Rodeado de grúas, carretillas, contenedores y turistas con visera, me encuentro en el puerto de El Pireo embarcando para eso que se llama un crucero de placer por la costa de Turquía y las islas griegas. Sobre el programa de mano, éste es el gran sueño de la clase media, un rito que redime a los salchicheros del Mercado Común y a los millonarios guachinangos de ambas Américas, ya que semejante travesía se vende acompañada de dioses, héroes, soles, templos, mares y chicharras de mucho prestigio dentro de una belleza de bote que une la mitología con un bronceado de calidad.Hace unos días, hubo en este lugar un atentado contra un transbordador lleno de pasajeros. El terror aún planea como un grajo por encima de El Pireo. De hecho, todos los cruceros que parten hoy están casi vacíos. El barco en el que voy a navegar también zarpará a medio pasaje. No obstante, grupos de infatigables y osados turistas de pantalón corto, armados con el vídeo, lo abordan simulando la máxima felicidad, aunque, en secreto, unos y otros se vigilan al pie de la escala en el muelle para comprobar que no sube ningún elemento con una bomba envuelta en papel de estraza.

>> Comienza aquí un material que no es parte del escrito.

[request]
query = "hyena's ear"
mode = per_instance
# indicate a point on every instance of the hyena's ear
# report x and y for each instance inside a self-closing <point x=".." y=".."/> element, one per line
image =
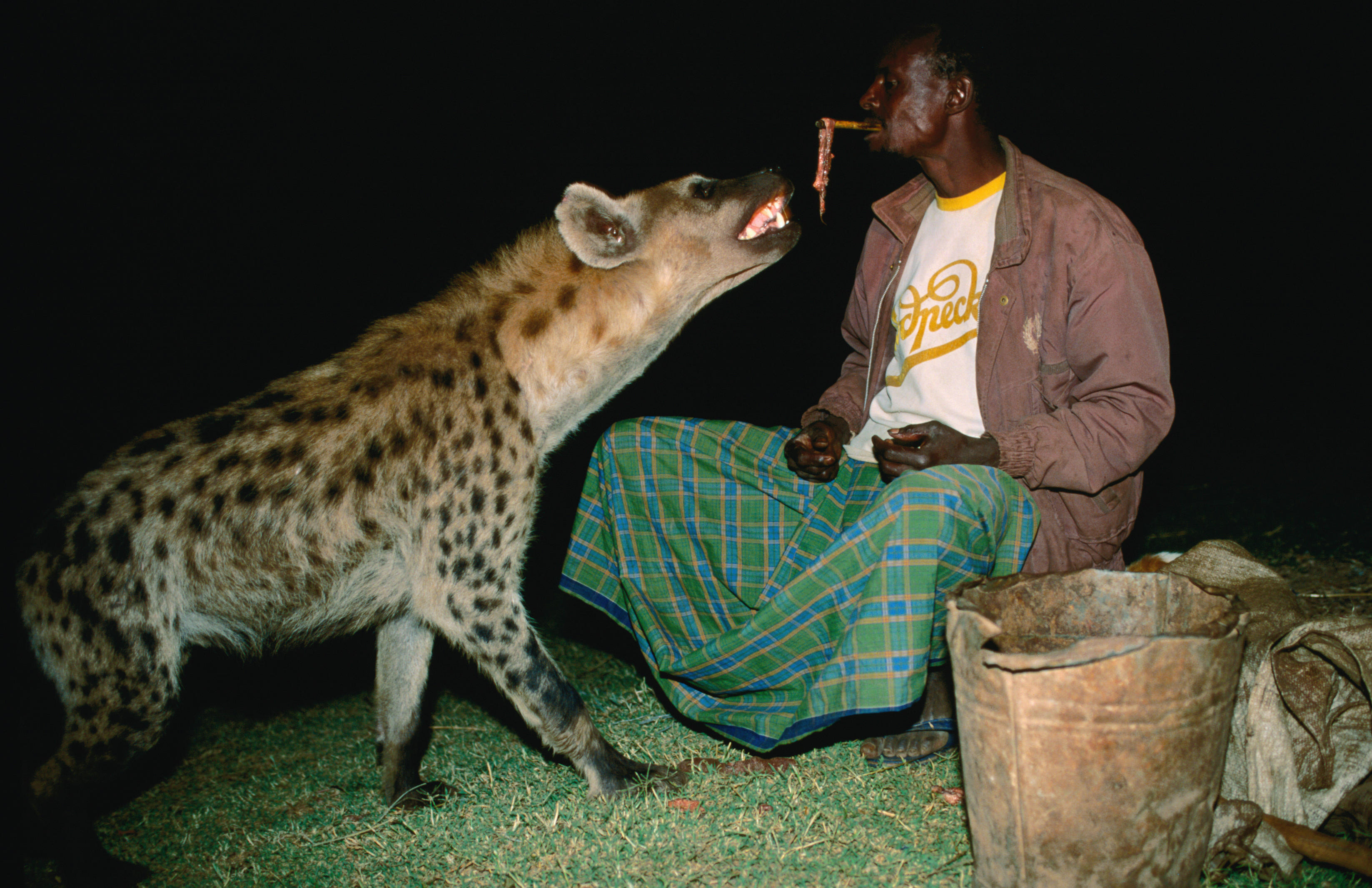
<point x="600" y="230"/>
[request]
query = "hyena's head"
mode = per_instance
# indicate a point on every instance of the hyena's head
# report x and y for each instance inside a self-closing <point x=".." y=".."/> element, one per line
<point x="697" y="237"/>
<point x="641" y="265"/>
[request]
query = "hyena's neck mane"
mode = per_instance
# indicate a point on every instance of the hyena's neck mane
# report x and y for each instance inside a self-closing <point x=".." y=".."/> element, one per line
<point x="570" y="335"/>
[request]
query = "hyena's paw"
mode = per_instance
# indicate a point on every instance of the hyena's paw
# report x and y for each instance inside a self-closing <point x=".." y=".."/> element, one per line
<point x="430" y="794"/>
<point x="619" y="775"/>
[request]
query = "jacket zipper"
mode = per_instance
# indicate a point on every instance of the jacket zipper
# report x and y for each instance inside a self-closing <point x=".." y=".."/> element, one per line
<point x="872" y="338"/>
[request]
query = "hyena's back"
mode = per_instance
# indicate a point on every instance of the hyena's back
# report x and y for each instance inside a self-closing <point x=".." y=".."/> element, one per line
<point x="392" y="488"/>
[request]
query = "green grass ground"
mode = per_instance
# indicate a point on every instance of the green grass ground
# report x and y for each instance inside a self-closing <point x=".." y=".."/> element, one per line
<point x="268" y="777"/>
<point x="286" y="794"/>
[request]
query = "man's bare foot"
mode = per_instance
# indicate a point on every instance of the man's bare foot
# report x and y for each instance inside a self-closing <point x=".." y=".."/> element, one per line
<point x="935" y="732"/>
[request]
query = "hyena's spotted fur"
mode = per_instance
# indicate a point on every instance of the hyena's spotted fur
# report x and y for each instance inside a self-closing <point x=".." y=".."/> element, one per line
<point x="390" y="488"/>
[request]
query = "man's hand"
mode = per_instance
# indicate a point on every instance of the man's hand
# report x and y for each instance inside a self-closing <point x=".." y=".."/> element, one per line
<point x="927" y="445"/>
<point x="816" y="450"/>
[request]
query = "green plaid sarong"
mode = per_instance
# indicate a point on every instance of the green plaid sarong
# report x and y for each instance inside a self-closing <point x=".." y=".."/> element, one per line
<point x="770" y="607"/>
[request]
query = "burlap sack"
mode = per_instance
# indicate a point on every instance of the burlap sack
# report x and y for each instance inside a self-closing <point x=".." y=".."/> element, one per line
<point x="1301" y="743"/>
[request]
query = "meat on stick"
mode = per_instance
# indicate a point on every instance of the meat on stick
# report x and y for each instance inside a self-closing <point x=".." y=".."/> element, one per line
<point x="826" y="127"/>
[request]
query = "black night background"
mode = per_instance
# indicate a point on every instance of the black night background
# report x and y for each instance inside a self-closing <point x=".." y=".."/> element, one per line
<point x="206" y="198"/>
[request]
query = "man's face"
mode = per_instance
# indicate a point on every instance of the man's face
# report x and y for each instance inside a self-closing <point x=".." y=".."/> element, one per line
<point x="910" y="101"/>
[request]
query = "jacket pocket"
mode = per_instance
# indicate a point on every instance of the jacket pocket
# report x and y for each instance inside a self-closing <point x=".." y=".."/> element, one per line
<point x="1055" y="382"/>
<point x="1102" y="520"/>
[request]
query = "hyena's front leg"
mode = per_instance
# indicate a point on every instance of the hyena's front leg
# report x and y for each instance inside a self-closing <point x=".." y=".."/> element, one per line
<point x="404" y="648"/>
<point x="496" y="633"/>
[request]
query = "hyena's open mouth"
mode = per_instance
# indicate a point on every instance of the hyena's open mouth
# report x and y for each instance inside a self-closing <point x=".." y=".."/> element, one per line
<point x="769" y="218"/>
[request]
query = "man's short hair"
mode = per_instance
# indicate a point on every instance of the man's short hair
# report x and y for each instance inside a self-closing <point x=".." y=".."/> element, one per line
<point x="960" y="50"/>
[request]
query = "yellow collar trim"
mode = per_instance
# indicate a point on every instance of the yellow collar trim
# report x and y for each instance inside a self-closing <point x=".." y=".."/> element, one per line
<point x="973" y="198"/>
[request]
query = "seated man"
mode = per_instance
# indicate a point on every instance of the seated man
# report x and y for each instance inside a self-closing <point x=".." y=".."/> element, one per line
<point x="1009" y="378"/>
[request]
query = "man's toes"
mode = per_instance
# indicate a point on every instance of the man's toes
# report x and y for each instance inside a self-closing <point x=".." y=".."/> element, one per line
<point x="899" y="748"/>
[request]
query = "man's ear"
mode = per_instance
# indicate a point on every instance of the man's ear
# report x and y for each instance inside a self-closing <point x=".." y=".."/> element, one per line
<point x="962" y="95"/>
<point x="601" y="231"/>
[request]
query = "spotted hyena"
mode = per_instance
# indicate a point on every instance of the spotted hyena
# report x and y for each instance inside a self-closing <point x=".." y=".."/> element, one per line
<point x="390" y="488"/>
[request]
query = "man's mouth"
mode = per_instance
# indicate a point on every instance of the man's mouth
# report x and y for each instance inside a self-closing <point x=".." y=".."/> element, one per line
<point x="771" y="216"/>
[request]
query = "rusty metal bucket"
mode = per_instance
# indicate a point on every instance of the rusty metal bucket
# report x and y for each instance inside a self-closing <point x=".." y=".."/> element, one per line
<point x="1094" y="710"/>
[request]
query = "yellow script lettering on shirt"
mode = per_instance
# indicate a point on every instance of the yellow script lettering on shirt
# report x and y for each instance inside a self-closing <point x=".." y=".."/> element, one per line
<point x="939" y="308"/>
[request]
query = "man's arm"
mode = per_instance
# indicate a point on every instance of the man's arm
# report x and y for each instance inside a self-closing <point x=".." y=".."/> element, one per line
<point x="1112" y="404"/>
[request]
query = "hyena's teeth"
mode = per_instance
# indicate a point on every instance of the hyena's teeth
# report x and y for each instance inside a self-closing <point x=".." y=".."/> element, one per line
<point x="771" y="216"/>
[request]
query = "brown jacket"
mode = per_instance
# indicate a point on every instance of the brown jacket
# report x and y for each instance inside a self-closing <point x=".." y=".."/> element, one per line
<point x="1072" y="356"/>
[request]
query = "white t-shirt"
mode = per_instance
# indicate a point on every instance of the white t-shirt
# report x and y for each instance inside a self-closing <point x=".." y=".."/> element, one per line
<point x="933" y="373"/>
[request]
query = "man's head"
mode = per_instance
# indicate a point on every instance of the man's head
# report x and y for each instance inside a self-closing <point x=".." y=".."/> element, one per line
<point x="924" y="90"/>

Todas las tragedias son griegas, como se sabe. Estas aguas están hechas a cualquier clase de gloria, y eso significa que la sangre las ha cubierto infinidad de veces, pero hoy ya no existe un Homero que cante los crímenes vulgares con un himno prodigioso. De ser así, no me importaría morir para complacerle. Vivimos una época mediocre, y por mi parte sólo espero que Circe no me convierta en un cerdo durante el viaje. Antes de partir formulo un deseo: que la púrpura del Egeo se deba siempre a la aurora y no al plasma de los inocentes. Éste es un diario de navegación. En él trataré de anotar los sentimientos y visiones que obtenga de la luz y de las tinieblas, de las personas y de los mármoles. Prometo dejar tranquilo a Zeus, aunque no a sus hijos, que fueron tan feroces, tan glotones.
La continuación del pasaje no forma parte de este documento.